There is now a MSH Wiki on Channel9. Head off to:
http://channel9.msdn.com/wiki/default.aspx/Channel9.MSHWiki
However, in the video Jefferey claims that MSH is more programmatic than Perl, Python and Ruby. I'd be interested to know what are the features that make MSH more programmatic than those languages? Did Jefferey have particular MSH language features in mind when he made that comment?
You can use any .NET language to create MSH components
Do you expect there to be a better solution for remote management via the command line or Monad? Nix having the SSH it would be nice to see something comparable in windows other than the telnet service.
The true geek in me came out watching this vid - so much so that I can see how ive modelled a lot of this in applications to accomodate just what Jef is talking about - process mapping with defined inputs and outputs that can be interogated - ... im such a geek!
Anthony.
All SSH is, is a telnet service wrapped in an SSL tunnel. If Windows came out with an OpenSSL analogue, then what you suggest would be trivial.

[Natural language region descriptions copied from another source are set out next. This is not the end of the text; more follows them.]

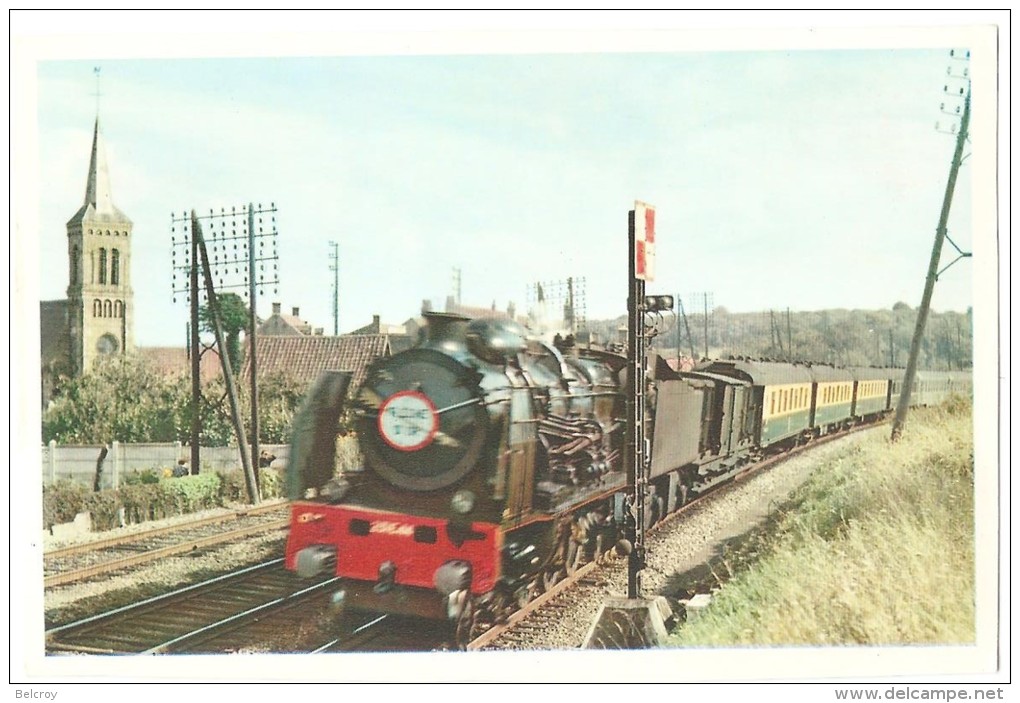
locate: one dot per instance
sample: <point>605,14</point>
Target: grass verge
<point>875,549</point>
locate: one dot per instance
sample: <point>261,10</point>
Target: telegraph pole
<point>929,283</point>
<point>335,267</point>
<point>240,260</point>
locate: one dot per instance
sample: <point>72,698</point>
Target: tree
<point>234,318</point>
<point>121,398</point>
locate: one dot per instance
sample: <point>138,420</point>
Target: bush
<point>191,493</point>
<point>148,496</point>
<point>62,501</point>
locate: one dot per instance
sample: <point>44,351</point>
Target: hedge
<point>149,495</point>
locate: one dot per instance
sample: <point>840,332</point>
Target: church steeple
<point>98,196</point>
<point>97,191</point>
<point>100,300</point>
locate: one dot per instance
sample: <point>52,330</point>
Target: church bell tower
<point>100,300</point>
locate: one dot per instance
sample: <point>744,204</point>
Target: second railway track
<point>78,562</point>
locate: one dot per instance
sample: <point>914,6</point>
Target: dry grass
<point>876,549</point>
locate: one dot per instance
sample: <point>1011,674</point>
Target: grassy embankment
<point>876,549</point>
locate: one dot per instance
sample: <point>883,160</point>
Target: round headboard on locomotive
<point>428,425</point>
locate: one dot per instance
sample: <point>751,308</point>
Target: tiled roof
<point>476,312</point>
<point>174,361</point>
<point>278,323</point>
<point>303,358</point>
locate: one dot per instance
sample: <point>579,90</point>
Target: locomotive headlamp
<point>658,303</point>
<point>462,502</point>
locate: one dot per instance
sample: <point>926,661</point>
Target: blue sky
<point>792,172</point>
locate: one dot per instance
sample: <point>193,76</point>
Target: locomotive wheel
<point>575,557</point>
<point>551,578</point>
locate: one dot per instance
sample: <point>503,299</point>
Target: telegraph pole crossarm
<point>929,285</point>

I'm sorry, but that is not correct. I have made this assumption before, but I was corrected, too. SSH is not SSL+Telnet. SSH does not "speak" SSL, and they cannot talk to each other. There is, however, some overlap in how they accomplish some similar goals.
http://www.rpatrick.com/tech/ssh-ssl/
http://www.snailbook.com/faq/ssl.auto.html
Facilitating the programming learning curve should be fun!!